The X-Wife

Posted: April 14, 2011 in Short Fiction

[Hey, this is pretty fun:  short story from first-time contributor Xavier McCaffrey.]

Because my name is Xavier, we called her the X-Wife, which seemed funny at the time. But that was before the X-Wife cut out my heart with an X-Acto knife. Maybe I should have seen we¹d be incompatible, her with her X-Box, me with my Wii.  We met at a movie with a mutual friend, ditched him, and immediately commenced an X-rated extravaganza. She went off her antidepressants, saying I was her Xanax now. Spending the rest of our lives together was a present we couldn¹t wait until Xmas to unwrap, so we married a month after we met.

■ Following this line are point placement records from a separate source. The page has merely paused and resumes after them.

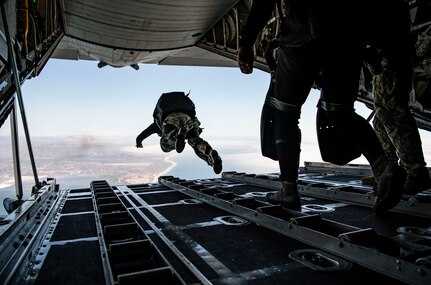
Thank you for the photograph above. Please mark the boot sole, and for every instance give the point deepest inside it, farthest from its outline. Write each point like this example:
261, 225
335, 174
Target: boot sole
394, 182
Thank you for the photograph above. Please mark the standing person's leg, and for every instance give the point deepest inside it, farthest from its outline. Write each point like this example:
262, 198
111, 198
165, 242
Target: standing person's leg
294, 78
340, 89
391, 89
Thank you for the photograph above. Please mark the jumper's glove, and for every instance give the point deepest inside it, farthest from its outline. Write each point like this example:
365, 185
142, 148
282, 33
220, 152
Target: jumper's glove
245, 59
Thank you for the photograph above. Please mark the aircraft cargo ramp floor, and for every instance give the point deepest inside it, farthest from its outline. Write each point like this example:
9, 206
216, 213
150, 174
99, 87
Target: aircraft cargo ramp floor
218, 231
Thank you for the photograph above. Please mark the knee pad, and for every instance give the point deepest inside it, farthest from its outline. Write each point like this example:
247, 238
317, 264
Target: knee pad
337, 114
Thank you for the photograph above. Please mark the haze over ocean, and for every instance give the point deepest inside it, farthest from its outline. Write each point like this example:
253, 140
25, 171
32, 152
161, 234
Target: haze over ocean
83, 122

For a while, everyone else on earth was a foreigner, and we were xenophobes. Things went along well until the morning I woke up and realized the X-Wife had made a Xerox of herself in the night and left me with the copy. All of a sudden, her eyes were Algebra, and I couldn¹t solve for X. Her maps had changed, and I could no longer find the X marking the spot, much less access her buried treasure. Once she no longer let me flip her on her x-axis, I began to lose interest. Despite all her xxxs and ooos, I was as inert as Xenon. I lost the stick to play her xylophone. Sometimes, she said, she wished I’d been dealt the second x chromosome, not her. I insisted I still loved her, but the X-Wife had x-ray vision and could see right through me. Though her deposition was about as historically accurate as an episode of Xenia the Warrior Princess, I signed my name everywhere her attorney drew his large Xs. She smiled as if her heart were manufactured in a sweatshop in Xian, and I learned the hard way what comes after the X: the why?